DONNE-MEDIORIENTE: Al di là delle armi

RAMALLAH, 30 giugno 2010 (Terraviva*) (IPS) – La maggior parte dei media continua a utilizzare l’immagine di una kamikaze come simbolo della resistenza delle donne palestinesi. Ma al di là di questi casi estremi, queste donne stanno portando avanti una lunga battaglia contro l’occupazione israeliana.

 Mohammed Omer


Mohammed Omer

Ciò che Israele chiama terrorismo, per le donne palestinesi è una lotta legittima che riguarda da vicino anche loro, non solo gli uomini. “Le donne palestinesi hanno imbracciato le armi, hanno seguito un addestramento militare, e hanno sempre teso la mano alle donne israeliane nei negoziati di pace, come parte della loro battaglia per la liberazione”, ha detto in un’intervista a Terraviva il ministro per le politiche femminili dell’Autorità Palestinese (AP) Rabiha Diab.

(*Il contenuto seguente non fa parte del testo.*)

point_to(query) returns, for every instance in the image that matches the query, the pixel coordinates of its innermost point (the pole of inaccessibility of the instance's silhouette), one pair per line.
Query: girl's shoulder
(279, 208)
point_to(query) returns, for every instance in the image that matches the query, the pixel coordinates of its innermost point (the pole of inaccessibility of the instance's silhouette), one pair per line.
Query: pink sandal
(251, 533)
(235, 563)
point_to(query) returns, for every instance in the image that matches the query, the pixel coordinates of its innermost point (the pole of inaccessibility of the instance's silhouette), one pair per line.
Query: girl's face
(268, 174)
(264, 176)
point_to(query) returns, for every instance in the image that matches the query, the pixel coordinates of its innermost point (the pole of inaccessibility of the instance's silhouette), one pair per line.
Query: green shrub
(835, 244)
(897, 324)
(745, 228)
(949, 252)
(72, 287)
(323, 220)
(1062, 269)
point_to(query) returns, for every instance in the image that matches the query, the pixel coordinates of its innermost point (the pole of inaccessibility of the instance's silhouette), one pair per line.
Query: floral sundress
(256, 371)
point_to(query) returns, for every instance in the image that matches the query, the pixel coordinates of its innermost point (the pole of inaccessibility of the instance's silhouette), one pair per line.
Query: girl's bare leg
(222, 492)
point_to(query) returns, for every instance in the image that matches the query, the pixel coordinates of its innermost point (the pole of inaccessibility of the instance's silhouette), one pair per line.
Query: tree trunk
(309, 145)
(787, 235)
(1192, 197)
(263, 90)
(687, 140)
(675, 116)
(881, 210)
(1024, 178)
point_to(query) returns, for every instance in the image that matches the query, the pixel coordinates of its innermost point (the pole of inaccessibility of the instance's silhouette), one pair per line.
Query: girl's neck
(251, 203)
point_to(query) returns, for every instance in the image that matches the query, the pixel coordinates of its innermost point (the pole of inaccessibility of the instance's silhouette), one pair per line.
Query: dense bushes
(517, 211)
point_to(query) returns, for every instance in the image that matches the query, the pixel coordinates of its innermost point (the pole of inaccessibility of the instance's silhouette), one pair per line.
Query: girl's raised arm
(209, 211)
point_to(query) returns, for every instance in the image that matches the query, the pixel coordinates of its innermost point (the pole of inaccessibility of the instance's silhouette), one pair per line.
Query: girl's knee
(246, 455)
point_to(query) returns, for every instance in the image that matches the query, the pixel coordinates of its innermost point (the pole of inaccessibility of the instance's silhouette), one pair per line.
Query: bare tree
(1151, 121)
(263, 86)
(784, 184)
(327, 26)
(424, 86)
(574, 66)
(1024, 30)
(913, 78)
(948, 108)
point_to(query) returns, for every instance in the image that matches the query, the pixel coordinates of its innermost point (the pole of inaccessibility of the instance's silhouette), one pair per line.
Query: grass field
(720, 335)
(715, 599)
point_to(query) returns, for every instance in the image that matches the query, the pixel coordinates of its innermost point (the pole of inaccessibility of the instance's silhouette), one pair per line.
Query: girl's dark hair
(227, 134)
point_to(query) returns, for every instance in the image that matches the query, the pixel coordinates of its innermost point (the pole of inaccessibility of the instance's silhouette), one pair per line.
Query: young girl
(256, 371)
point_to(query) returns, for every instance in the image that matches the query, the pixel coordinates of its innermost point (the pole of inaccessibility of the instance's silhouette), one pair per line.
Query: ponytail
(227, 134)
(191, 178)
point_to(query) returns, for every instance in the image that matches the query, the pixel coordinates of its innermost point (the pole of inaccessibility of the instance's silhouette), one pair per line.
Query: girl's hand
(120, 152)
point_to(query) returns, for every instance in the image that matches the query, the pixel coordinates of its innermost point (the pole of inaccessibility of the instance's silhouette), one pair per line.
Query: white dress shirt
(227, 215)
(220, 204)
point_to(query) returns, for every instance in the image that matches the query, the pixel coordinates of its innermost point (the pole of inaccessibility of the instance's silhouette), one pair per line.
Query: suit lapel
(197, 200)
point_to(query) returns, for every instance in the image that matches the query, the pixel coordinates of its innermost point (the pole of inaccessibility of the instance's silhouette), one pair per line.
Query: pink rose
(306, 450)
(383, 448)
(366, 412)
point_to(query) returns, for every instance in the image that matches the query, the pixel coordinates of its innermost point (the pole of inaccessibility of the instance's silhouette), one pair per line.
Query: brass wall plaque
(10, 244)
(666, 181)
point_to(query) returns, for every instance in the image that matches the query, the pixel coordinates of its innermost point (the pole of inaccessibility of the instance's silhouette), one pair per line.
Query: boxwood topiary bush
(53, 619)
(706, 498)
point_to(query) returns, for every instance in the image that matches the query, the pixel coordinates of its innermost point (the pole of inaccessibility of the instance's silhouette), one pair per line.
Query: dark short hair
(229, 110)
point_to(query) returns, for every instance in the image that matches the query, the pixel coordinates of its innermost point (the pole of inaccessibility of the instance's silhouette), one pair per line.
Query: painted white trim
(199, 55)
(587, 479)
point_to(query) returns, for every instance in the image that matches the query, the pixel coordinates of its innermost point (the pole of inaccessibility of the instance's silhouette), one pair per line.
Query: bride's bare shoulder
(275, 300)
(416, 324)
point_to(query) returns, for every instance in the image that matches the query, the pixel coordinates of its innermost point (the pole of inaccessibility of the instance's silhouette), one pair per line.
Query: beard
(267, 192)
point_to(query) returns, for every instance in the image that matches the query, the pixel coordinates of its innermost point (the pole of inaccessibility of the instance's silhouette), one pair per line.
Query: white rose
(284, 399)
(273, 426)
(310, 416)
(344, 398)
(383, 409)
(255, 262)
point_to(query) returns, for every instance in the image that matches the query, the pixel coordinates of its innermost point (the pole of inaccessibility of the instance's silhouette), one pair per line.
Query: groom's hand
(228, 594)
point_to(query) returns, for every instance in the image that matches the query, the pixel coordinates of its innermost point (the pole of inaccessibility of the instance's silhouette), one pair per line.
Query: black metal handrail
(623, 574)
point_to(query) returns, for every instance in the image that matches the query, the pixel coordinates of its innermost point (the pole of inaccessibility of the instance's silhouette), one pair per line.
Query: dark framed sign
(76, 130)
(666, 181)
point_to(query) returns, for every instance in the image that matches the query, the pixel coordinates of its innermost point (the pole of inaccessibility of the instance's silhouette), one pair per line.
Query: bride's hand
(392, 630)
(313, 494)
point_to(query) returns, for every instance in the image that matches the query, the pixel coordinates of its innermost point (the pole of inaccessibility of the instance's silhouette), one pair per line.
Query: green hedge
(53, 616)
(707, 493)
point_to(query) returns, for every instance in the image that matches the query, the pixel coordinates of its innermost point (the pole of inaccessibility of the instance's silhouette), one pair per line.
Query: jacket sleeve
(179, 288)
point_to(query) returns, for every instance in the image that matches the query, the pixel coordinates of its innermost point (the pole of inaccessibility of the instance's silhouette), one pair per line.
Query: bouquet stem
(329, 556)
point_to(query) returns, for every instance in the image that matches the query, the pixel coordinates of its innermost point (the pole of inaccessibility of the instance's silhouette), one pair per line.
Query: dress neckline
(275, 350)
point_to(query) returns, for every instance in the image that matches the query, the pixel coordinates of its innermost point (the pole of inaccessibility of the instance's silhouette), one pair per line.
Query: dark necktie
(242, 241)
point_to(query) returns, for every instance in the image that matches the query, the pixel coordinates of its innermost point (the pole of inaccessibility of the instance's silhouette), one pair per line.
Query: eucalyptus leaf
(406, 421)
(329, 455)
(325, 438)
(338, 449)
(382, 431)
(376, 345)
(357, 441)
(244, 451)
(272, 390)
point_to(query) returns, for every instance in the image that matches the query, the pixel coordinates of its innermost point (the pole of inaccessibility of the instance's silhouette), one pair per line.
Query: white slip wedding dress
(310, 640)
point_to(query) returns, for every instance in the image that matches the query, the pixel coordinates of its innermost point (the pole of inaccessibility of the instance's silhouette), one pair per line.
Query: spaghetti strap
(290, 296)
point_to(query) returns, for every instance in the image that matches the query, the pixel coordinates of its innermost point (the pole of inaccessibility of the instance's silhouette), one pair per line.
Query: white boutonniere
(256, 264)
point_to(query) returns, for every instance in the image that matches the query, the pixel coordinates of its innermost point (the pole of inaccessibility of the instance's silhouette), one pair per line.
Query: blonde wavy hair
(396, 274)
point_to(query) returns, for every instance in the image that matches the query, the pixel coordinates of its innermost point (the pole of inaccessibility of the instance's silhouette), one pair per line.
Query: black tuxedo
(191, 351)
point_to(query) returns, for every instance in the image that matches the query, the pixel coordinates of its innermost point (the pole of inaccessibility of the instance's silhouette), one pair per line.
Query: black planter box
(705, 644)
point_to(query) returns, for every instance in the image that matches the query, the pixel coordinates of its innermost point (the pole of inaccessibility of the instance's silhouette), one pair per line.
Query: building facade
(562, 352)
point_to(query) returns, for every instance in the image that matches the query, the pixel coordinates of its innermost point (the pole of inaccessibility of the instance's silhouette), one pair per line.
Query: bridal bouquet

La lotta ha reso le donne molto determinate. “L’aspetto politico della resistenza ha visto le donne palestinesi protagoniste indiscusse”, osserva Diab. “Mentre erano rinchiuse nelle carceri israeliane, le donne palestinesi si sono fortemente politicizzate e sono cresciute nella loro capacità di leadership, tanto che alcune di esse oggi sono leader nell’AP”.

Il ruolo politico delle donne palestinesi si è poi sviluppato nelle università, dove hanno guidato le organizzazioni studentesche nell’organizzazione di scioperi e altre attività di resistenza giovanile.

Le donne forniscono un sostegno in tanti modi diversi, anche con i sistemi considerati più tradizionali: hanno formato ad esempio cooperative che forniscono cibo, coltivano ortaggi in casa loro e crescono conigli e pollame per le uova e la carne.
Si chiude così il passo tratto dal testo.